Fig 4.11.4 対象タンパク質と相互作用するタンパク質の情報

参考文献

  1. Alfarano C, et al. The Biomolecular Interaction Network Database and related tools 2005 update. Nucleic Acids Res. 2005 Jan 1;33
  2. Salwinski L, Miller CS, Smith AJ, Pettit FK, Bowie JU, Eisenberg D. The Database of Interacting Proteins: 2004 update.
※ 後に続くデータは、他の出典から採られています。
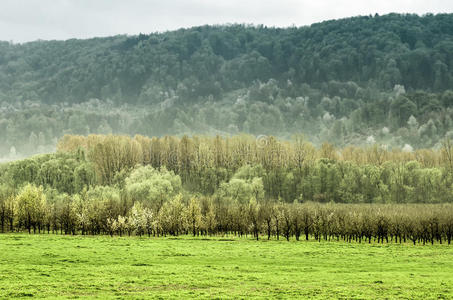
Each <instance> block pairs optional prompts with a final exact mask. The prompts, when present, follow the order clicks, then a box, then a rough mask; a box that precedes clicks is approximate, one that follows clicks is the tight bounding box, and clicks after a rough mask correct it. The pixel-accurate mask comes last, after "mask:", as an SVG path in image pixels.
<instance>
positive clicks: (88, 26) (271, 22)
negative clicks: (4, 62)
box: [0, 0, 453, 42]
mask: <svg viewBox="0 0 453 300" xmlns="http://www.w3.org/2000/svg"><path fill="white" fill-rule="evenodd" d="M390 12H399V13H417V14H425V13H452V12H453V0H380V1H376V0H344V1H340V0H338V1H335V0H0V40H4V41H14V42H25V41H32V40H37V39H43V40H49V39H58V40H61V39H69V38H89V37H95V36H109V35H116V34H138V33H151V32H156V31H166V30H174V29H178V28H181V27H192V26H196V25H205V24H225V23H247V24H264V25H268V26H279V27H287V26H291V25H296V26H301V25H309V24H312V23H316V22H320V21H324V20H330V19H338V18H345V17H351V16H357V15H369V14H373V15H374V14H375V13H379V14H381V15H382V14H386V13H390Z"/></svg>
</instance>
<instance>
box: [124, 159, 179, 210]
mask: <svg viewBox="0 0 453 300" xmlns="http://www.w3.org/2000/svg"><path fill="white" fill-rule="evenodd" d="M126 191H127V193H128V195H129V197H131V199H133V200H134V201H141V202H143V203H145V204H146V205H147V206H156V205H158V206H160V205H162V203H163V201H164V200H165V199H168V197H171V196H172V195H176V194H177V193H179V192H180V191H181V179H180V177H179V176H177V175H175V174H174V173H173V172H172V171H167V170H166V169H165V168H162V169H161V170H160V171H159V170H156V169H154V168H153V167H151V166H140V167H138V168H136V169H135V170H134V171H132V173H131V175H130V176H129V177H128V178H126Z"/></svg>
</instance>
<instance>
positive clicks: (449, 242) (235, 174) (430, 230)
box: [0, 135, 453, 244]
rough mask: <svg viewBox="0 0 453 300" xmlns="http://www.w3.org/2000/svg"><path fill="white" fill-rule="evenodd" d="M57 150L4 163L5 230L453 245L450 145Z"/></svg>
mask: <svg viewBox="0 0 453 300" xmlns="http://www.w3.org/2000/svg"><path fill="white" fill-rule="evenodd" d="M58 150H59V151H58V152H57V153H54V154H45V155H38V156H35V157H32V158H28V159H25V160H20V161H15V162H10V163H8V164H3V165H0V223H1V224H0V225H1V232H5V231H15V230H16V231H21V230H28V231H29V232H31V231H33V232H41V231H47V232H50V231H52V232H59V231H60V232H61V233H63V232H64V233H65V234H78V233H81V234H110V235H114V234H118V235H123V234H129V235H131V234H135V235H139V236H141V235H144V234H148V235H154V236H162V235H167V234H168V235H179V234H193V235H194V236H195V235H200V234H201V235H208V234H209V235H217V234H221V235H225V234H235V235H240V236H242V235H247V234H249V235H253V236H254V237H255V238H256V239H258V238H259V237H260V235H261V236H262V235H265V236H267V238H268V239H269V238H271V237H272V236H275V237H276V238H277V239H279V238H280V237H282V238H283V237H284V238H286V239H287V240H289V239H290V238H292V237H295V238H296V239H297V240H299V239H300V238H304V239H309V238H314V239H316V240H321V239H325V240H331V239H334V240H339V239H340V238H341V239H343V240H345V241H349V242H351V241H352V240H355V241H358V242H360V241H362V240H364V241H367V242H369V243H371V242H372V240H375V241H376V240H377V242H382V243H383V242H384V240H385V241H386V242H389V241H394V242H399V243H401V242H402V241H404V242H406V241H411V242H412V243H414V244H416V243H417V242H420V243H423V244H425V243H427V242H429V243H434V242H439V243H442V241H447V242H448V244H450V243H451V240H452V238H453V214H452V209H453V206H452V205H451V202H452V199H453V145H452V143H451V141H449V140H446V141H444V142H443V144H442V147H441V149H439V150H417V151H415V152H404V151H396V150H393V151H386V150H384V149H382V148H380V147H377V146H376V145H374V146H370V147H367V148H358V147H347V148H344V149H336V148H335V147H333V146H332V145H330V144H327V143H326V144H323V145H322V147H320V149H316V148H315V147H314V146H313V145H312V144H311V143H309V142H307V141H305V140H303V139H301V138H300V137H297V138H295V139H294V140H292V141H282V140H277V139H275V138H273V137H261V138H260V139H258V140H256V139H255V138H254V137H253V136H234V137H231V138H221V137H218V136H217V137H198V136H196V137H193V138H189V137H187V136H184V137H182V138H177V137H174V136H166V137H163V138H147V137H143V136H136V137H134V138H129V137H126V136H112V135H109V136H102V135H90V136H88V137H83V136H70V135H67V136H65V137H64V138H63V139H62V140H61V141H60V142H59V143H58ZM323 203H324V204H323ZM409 203H413V204H409ZM351 204H354V205H351ZM370 204H373V205H370ZM402 204H404V205H402Z"/></svg>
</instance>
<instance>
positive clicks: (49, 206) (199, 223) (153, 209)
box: [0, 184, 453, 245]
mask: <svg viewBox="0 0 453 300" xmlns="http://www.w3.org/2000/svg"><path fill="white" fill-rule="evenodd" d="M98 192H99V191H98ZM98 192H94V193H91V194H90V193H85V194H82V195H77V196H74V197H73V198H72V199H70V197H68V196H67V195H66V196H62V198H61V199H60V201H57V202H52V200H50V199H49V198H47V197H46V195H45V193H44V191H43V188H42V187H36V186H34V185H30V184H28V185H26V186H25V187H24V188H22V189H21V191H20V192H19V193H18V194H17V196H15V197H14V196H9V197H7V198H6V199H3V201H2V202H0V217H1V219H0V220H1V230H2V233H3V232H8V231H9V232H15V231H22V230H27V231H28V232H29V233H51V232H52V233H55V234H72V235H76V234H81V235H99V234H108V235H111V236H114V235H118V236H124V235H127V236H131V235H135V236H153V237H161V236H178V235H192V236H194V237H195V236H197V237H199V236H201V237H203V236H223V237H225V236H226V237H228V236H237V237H247V236H248V237H251V238H252V237H253V238H255V239H256V240H259V239H260V238H262V239H268V240H269V239H277V240H279V239H286V240H288V241H289V240H293V239H295V240H297V241H299V240H307V241H308V240H315V241H320V242H321V241H340V240H341V241H346V242H358V243H362V242H364V243H365V242H367V243H371V242H377V243H407V242H410V243H413V244H414V245H416V244H417V243H420V244H423V245H424V244H427V243H430V244H434V243H440V244H442V243H447V244H448V245H450V243H451V240H452V237H453V206H452V205H451V204H442V205H429V204H417V205H408V204H405V205H398V204H387V205H377V204H374V205H366V204H361V205H357V204H356V205H351V204H333V203H329V204H319V203H313V202H307V203H297V202H294V203H281V202H271V201H265V202H261V201H257V200H256V199H255V198H251V199H250V201H249V202H248V203H240V202H237V201H234V202H231V201H228V200H226V199H220V198H213V197H191V198H188V199H184V197H183V196H182V195H181V194H177V195H175V196H173V197H171V199H169V200H168V201H166V202H163V203H161V204H159V205H157V206H156V204H157V203H149V202H148V201H146V200H142V201H136V202H134V204H133V205H132V206H130V205H129V207H127V205H125V203H123V202H122V201H121V200H120V198H118V197H115V196H113V197H105V198H104V197H103V196H101V194H102V193H98ZM104 192H106V193H107V194H109V193H111V192H112V191H104ZM110 195H111V196H112V195H114V194H110Z"/></svg>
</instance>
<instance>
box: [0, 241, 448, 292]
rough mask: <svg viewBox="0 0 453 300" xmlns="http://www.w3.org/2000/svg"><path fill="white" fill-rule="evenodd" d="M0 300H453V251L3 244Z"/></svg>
mask: <svg viewBox="0 0 453 300" xmlns="http://www.w3.org/2000/svg"><path fill="white" fill-rule="evenodd" d="M0 258H1V259H0V298H2V299H3V298H13V297H38V298H46V297H48V298H60V297H65V298H77V297H82V298H83V297H89V298H92V297H98V298H146V297H150V298H164V299H166V298H179V299H184V298H198V299H199V298H221V299H227V298H228V299H229V298H235V299H237V298H253V297H256V298H309V297H310V298H320V299H324V298H347V299H350V298H360V299H361V298H372V299H376V298H406V299H416V298H418V299H431V298H432V299H434V298H435V299H439V298H441V299H442V298H444V299H449V298H453V246H450V247H449V246H446V245H434V246H431V245H429V246H421V245H420V246H412V245H410V244H406V245H394V244H390V245H377V244H371V245H370V244H357V243H353V244H348V243H344V242H321V243H318V242H314V241H312V242H296V241H292V242H286V241H258V242H257V241H254V240H249V239H233V240H231V239H221V238H217V239H214V238H213V239H207V240H206V239H191V238H189V237H183V238H178V239H171V238H165V239H153V238H151V239H149V238H138V237H125V238H119V237H114V238H111V237H108V236H97V237H82V236H56V235H27V234H5V235H0Z"/></svg>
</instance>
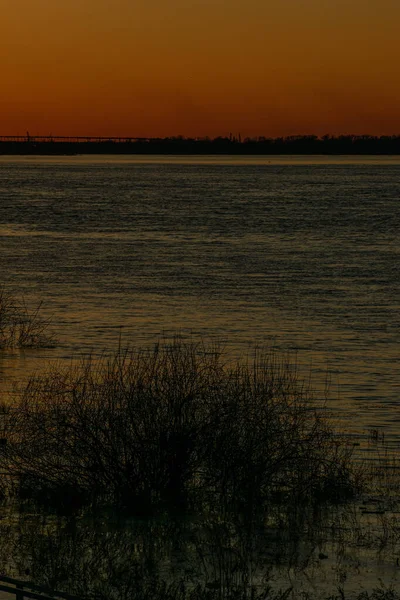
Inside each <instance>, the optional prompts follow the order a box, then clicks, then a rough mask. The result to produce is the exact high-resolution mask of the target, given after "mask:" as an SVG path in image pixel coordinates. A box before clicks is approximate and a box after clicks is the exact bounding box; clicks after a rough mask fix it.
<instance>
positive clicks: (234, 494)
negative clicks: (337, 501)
mask: <svg viewBox="0 0 400 600" xmlns="http://www.w3.org/2000/svg"><path fill="white" fill-rule="evenodd" d="M10 415H12V417H11V416H10V421H9V427H8V434H7V440H8V442H7V445H6V448H5V451H4V453H3V463H4V464H3V467H4V468H5V469H6V470H7V471H8V472H9V473H10V474H12V475H17V476H18V477H19V481H20V485H19V494H20V497H21V498H27V499H30V500H37V501H38V502H40V503H41V504H42V505H43V504H44V505H46V504H47V505H48V506H49V507H51V506H53V507H59V508H61V507H62V506H63V505H64V507H66V506H67V505H68V506H69V507H71V506H75V507H76V508H79V507H81V506H83V505H93V506H99V505H104V504H112V505H115V506H119V507H121V508H124V509H126V510H128V511H129V512H132V513H136V514H139V513H142V514H143V513H149V512H154V511H159V510H164V509H168V510H178V511H179V512H181V511H184V510H187V509H195V510H205V509H207V510H214V509H215V510H217V511H222V510H223V511H224V512H225V513H235V514H245V515H256V514H262V513H263V512H264V511H265V508H266V506H270V505H271V504H274V503H283V502H284V503H285V504H288V503H290V504H292V505H293V506H297V507H299V506H300V505H302V504H304V502H311V501H312V502H325V501H340V500H344V499H347V498H348V497H349V496H351V495H352V494H354V493H355V491H356V490H357V486H358V484H359V482H358V479H357V471H356V469H355V467H354V465H353V463H352V460H351V448H350V447H349V445H348V444H347V443H346V440H345V439H344V438H341V437H340V436H338V435H337V434H336V433H335V431H334V430H333V428H332V427H331V426H330V425H329V420H328V415H327V412H326V411H325V410H324V409H323V408H321V407H318V406H317V404H316V402H315V400H314V399H313V398H312V395H311V393H310V391H309V390H308V389H307V388H306V386H305V385H304V384H303V383H302V382H301V380H300V378H299V375H298V373H297V370H296V368H295V367H294V366H293V365H291V364H290V363H288V362H285V361H282V359H279V358H277V357H275V356H274V355H272V354H269V353H266V352H260V353H256V354H255V356H254V358H253V359H251V360H250V359H248V360H245V361H242V362H236V363H230V362H229V361H228V360H227V357H226V355H225V354H224V353H223V352H222V351H221V350H220V349H218V348H209V347H207V346H205V345H204V344H203V343H194V342H184V341H183V340H182V339H180V338H175V339H173V340H172V341H171V342H170V343H169V342H168V341H164V342H162V343H160V344H157V345H156V346H155V347H154V349H152V350H132V349H127V350H121V349H120V350H119V351H117V352H116V353H115V354H114V355H113V356H110V357H104V358H102V359H100V360H95V359H94V358H86V359H84V360H83V361H82V362H81V363H80V364H78V365H75V366H72V367H70V368H67V369H57V368H53V369H51V370H49V371H48V372H47V374H45V375H41V376H40V377H36V378H32V379H31V380H30V382H29V384H28V385H27V387H26V388H25V389H23V390H22V391H21V393H20V397H19V400H18V402H17V404H16V405H15V406H14V407H13V409H12V411H11V412H10Z"/></svg>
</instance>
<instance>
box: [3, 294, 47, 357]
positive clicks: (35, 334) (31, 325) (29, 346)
mask: <svg viewBox="0 0 400 600" xmlns="http://www.w3.org/2000/svg"><path fill="white" fill-rule="evenodd" d="M49 327H50V321H49V320H48V319H46V318H45V317H43V315H42V303H41V302H40V303H39V304H38V305H37V306H35V307H34V308H33V309H30V308H28V307H27V305H26V303H25V300H24V299H17V298H15V297H14V296H13V295H12V294H11V293H10V292H9V291H8V290H6V288H4V287H0V349H4V348H43V347H51V346H54V343H55V337H54V335H53V334H52V333H51V331H50V330H49Z"/></svg>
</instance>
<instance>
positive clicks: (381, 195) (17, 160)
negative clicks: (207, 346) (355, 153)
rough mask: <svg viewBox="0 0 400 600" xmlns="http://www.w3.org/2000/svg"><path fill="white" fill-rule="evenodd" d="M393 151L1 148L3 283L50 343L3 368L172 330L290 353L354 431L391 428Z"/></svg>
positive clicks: (396, 412)
mask: <svg viewBox="0 0 400 600" xmlns="http://www.w3.org/2000/svg"><path fill="white" fill-rule="evenodd" d="M399 233H400V157H351V158H348V157H313V156H310V157H306V156H301V157H289V156H285V157H279V156H278V157H261V158H260V157H254V158H253V157H165V156H164V157H160V156H151V157H141V156H129V157H116V156H90V157H88V156H77V157H0V249H1V253H0V273H1V284H3V285H4V286H6V288H7V289H9V290H10V291H12V292H13V293H15V295H16V296H17V297H22V296H24V298H25V299H26V303H27V304H28V305H29V306H34V305H36V304H37V303H38V302H39V301H43V303H44V304H43V314H44V316H47V317H51V319H52V322H53V329H54V331H55V333H56V335H57V337H58V340H59V343H58V345H57V347H56V348H54V349H45V350H41V351H30V352H27V351H25V352H13V353H4V352H3V354H2V356H1V357H0V371H1V372H2V379H3V385H5V382H10V381H12V380H15V379H16V378H17V379H21V378H23V377H24V376H26V375H28V374H29V373H30V372H32V370H40V369H41V368H42V365H43V364H44V361H48V360H57V361H69V360H71V357H73V356H77V355H78V354H79V353H80V352H88V351H90V350H94V351H95V352H100V351H102V350H104V349H113V348H116V346H117V344H118V339H119V337H120V336H122V341H123V343H124V342H126V343H128V342H130V343H134V344H135V345H139V346H148V345H151V344H153V343H154V342H155V341H157V339H158V338H159V337H160V335H161V334H163V333H164V334H166V335H170V334H173V333H176V332H181V333H182V334H183V335H193V336H194V337H196V336H202V337H204V338H205V339H210V340H215V339H218V340H223V341H224V342H225V343H226V346H227V348H228V349H229V350H231V351H233V352H234V353H235V354H243V353H246V352H248V351H249V350H250V349H251V348H252V347H253V346H254V345H255V344H258V345H267V346H273V347H275V348H277V349H278V350H283V351H286V350H292V351H295V352H298V357H299V362H300V363H301V364H302V365H303V366H304V368H305V369H306V371H307V370H310V369H311V371H312V378H313V383H314V385H315V387H316V389H317V393H318V394H321V395H322V393H323V390H324V386H325V383H326V381H327V379H329V380H330V390H329V400H328V403H329V406H330V407H331V408H332V409H333V410H336V411H337V413H338V414H340V415H341V416H343V419H344V423H345V427H346V428H347V429H348V430H351V431H364V430H368V429H371V428H382V430H383V431H384V432H385V436H386V439H390V440H391V441H392V443H393V444H397V440H398V439H399V440H400V437H399V435H400V416H399V411H398V405H399V396H400V362H399V360H398V354H399V347H400V305H399V298H400V273H399V268H400V261H399V258H400V256H399V255H400V241H399Z"/></svg>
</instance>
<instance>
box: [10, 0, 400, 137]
mask: <svg viewBox="0 0 400 600" xmlns="http://www.w3.org/2000/svg"><path fill="white" fill-rule="evenodd" d="M0 14H1V36H0V74H1V87H0V135H9V134H25V132H26V131H27V130H29V132H30V133H31V134H32V135H35V134H36V135H39V134H49V133H52V134H53V135H105V136H111V135H127V136H167V135H177V134H182V135H187V136H203V135H210V136H216V135H226V134H228V133H229V132H232V133H234V134H235V133H239V132H240V133H241V134H242V137H243V136H247V135H249V136H252V135H266V136H279V135H291V134H302V133H316V134H320V135H322V134H324V133H333V134H338V133H355V134H361V133H372V134H390V133H400V75H399V59H400V42H399V34H398V27H399V23H400V2H399V0H273V1H272V0H68V1H65V0H35V1H33V0H0Z"/></svg>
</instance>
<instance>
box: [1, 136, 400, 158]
mask: <svg viewBox="0 0 400 600" xmlns="http://www.w3.org/2000/svg"><path fill="white" fill-rule="evenodd" d="M78 154H115V155H129V154H131V155H136V154H142V155H143V154H148V155H156V154H158V155H163V154H164V155H182V156H184V155H189V156H190V155H193V156H195V155H200V156H201V155H224V154H227V155H237V156H249V155H253V156H254V155H259V156H268V155H279V154H280V155H282V154H286V155H287V154H291V155H295V154H298V155H310V154H313V155H327V156H332V155H333V156H334V155H382V156H385V155H400V135H393V136H381V137H376V136H368V135H364V136H354V135H341V136H338V137H334V136H323V137H322V138H319V137H317V136H312V135H310V136H290V137H286V138H263V137H261V138H254V139H253V138H251V139H250V138H245V139H244V140H243V141H242V140H241V139H240V138H239V139H237V138H232V137H229V138H224V137H218V138H214V139H208V138H205V139H192V138H184V137H173V138H100V137H49V136H35V137H33V136H32V137H31V136H26V137H22V136H0V155H11V156H18V155H23V156H29V155H45V156H52V155H56V156H59V155H78Z"/></svg>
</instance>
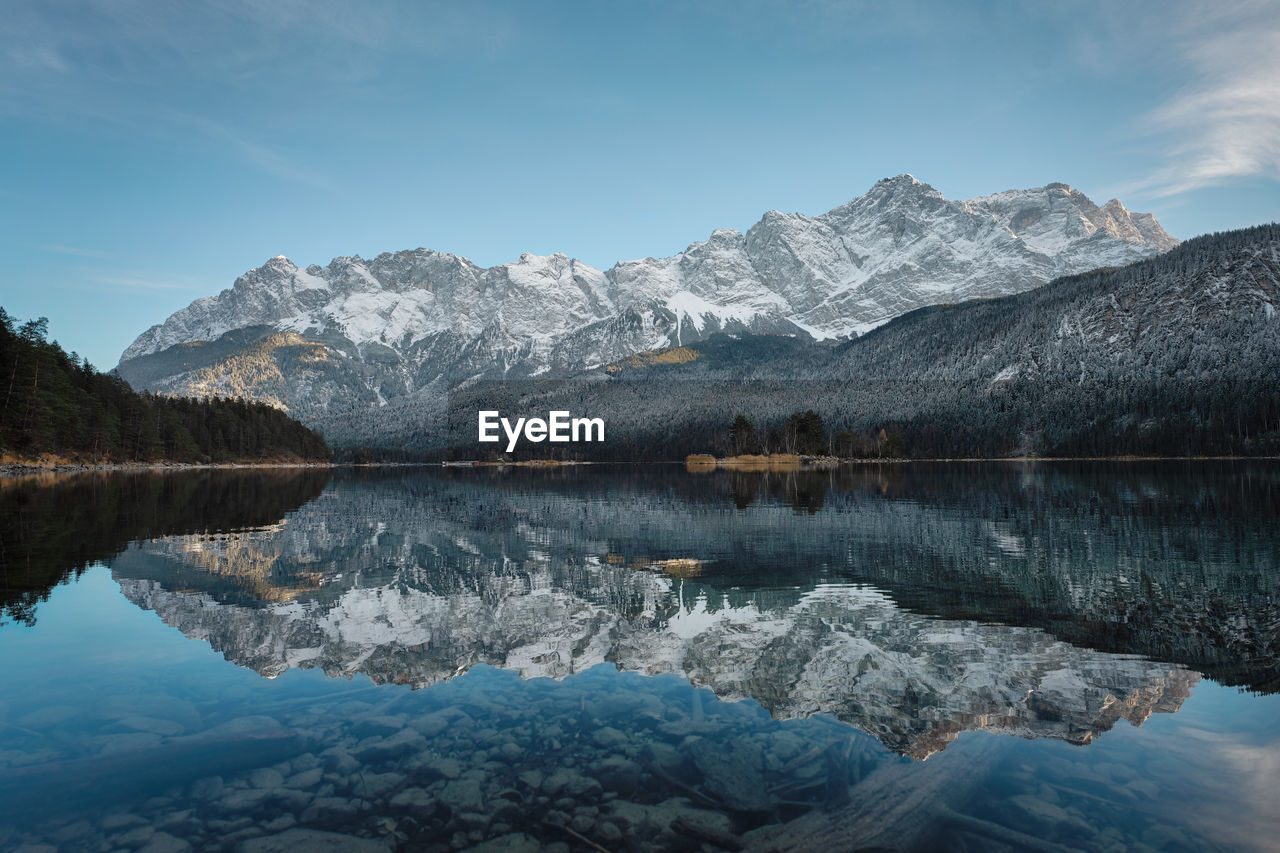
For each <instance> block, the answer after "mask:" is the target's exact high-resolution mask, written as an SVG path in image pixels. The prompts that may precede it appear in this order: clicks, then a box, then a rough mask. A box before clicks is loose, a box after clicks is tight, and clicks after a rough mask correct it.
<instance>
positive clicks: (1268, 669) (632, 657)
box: [0, 462, 1280, 853]
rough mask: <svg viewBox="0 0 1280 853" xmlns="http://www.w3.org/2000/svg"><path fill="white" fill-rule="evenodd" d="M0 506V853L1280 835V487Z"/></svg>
mask: <svg viewBox="0 0 1280 853" xmlns="http://www.w3.org/2000/svg"><path fill="white" fill-rule="evenodd" d="M0 510H3V516H0V517H3V526H0V561H3V574H0V581H3V585H0V611H3V612H0V685H3V689H0V848H3V849H10V848H13V849H22V848H23V845H28V849H41V848H40V847H38V845H51V847H52V848H56V849H59V850H124V849H129V850H147V853H157V852H164V850H186V849H195V850H248V852H257V853H265V852H268V850H283V849H333V850H339V849H355V850H364V849H367V850H383V849H404V850H440V852H444V850H461V849H476V850H540V849H548V850H557V852H559V853H568V852H571V850H611V852H622V850H636V852H640V850H690V852H691V850H708V852H710V850H723V849H730V850H737V849H748V850H790V849H796V850H852V849H868V850H870V849H901V850H915V849H919V850H1005V849H1007V850H1021V849H1039V850H1065V849H1079V850H1206V849H1210V850H1215V849H1220V850H1261V849H1275V840H1276V838H1280V806H1277V799H1280V798H1277V797H1276V792H1277V790H1280V697H1277V693H1280V657H1277V654H1280V465H1277V464H1271V462H1158V464H1157V462H1124V464H1121V462H1108V464H1103V462H1055V464H1034V465H1033V464H1012V462H1010V464H997V462H989V464H952V465H942V464H904V465H882V466H844V467H840V469H837V470H829V471H799V473H797V471H791V473H786V471H773V473H749V471H740V473H733V471H723V470H721V471H713V473H692V471H686V470H685V469H684V467H682V466H676V465H672V466H662V465H653V466H584V467H566V469H550V470H525V469H522V470H495V469H436V467H384V469H376V467H374V469H337V470H333V471H329V470H308V469H280V470H253V471H250V470H219V471H177V473H165V474H83V475H74V476H44V478H28V479H10V480H4V482H0ZM44 849H49V848H44Z"/></svg>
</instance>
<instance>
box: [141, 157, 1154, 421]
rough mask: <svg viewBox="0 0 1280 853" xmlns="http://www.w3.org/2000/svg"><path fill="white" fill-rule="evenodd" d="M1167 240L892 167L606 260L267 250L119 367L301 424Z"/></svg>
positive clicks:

Nucleic Acids Res. 2004 Jan 1;32
  3. Zanzoni A., Montecchi-Palazzi L., Quondam M., Ausiello G., Helmer-Citterich M. and Cesareni G. MINT: a Molecular INTeraction database. FEBS Letters. 2002, 513(1);135-140.
  4. Peri, S. et al. Development of human protein reference database as an initial platform for approaching systems biology in humans. Genome Research. 2003, 13:2363-2371.
  5. IntAct - an open source molecular interaction database. H. Hermjakob, L. Montecchi-Palazzi, C. Lewington, S. Mudali, S. Kerrien, S. Orchard, M. Vingron, B. Roechert, P. Roepstorff, A. Valencia, H. Margalit, J. Armstrong, A. Bairoch, G. Cesareni, D. Sherman, R. Apweiler. Nucl. Acids. Res. 2004 32: D452-D455.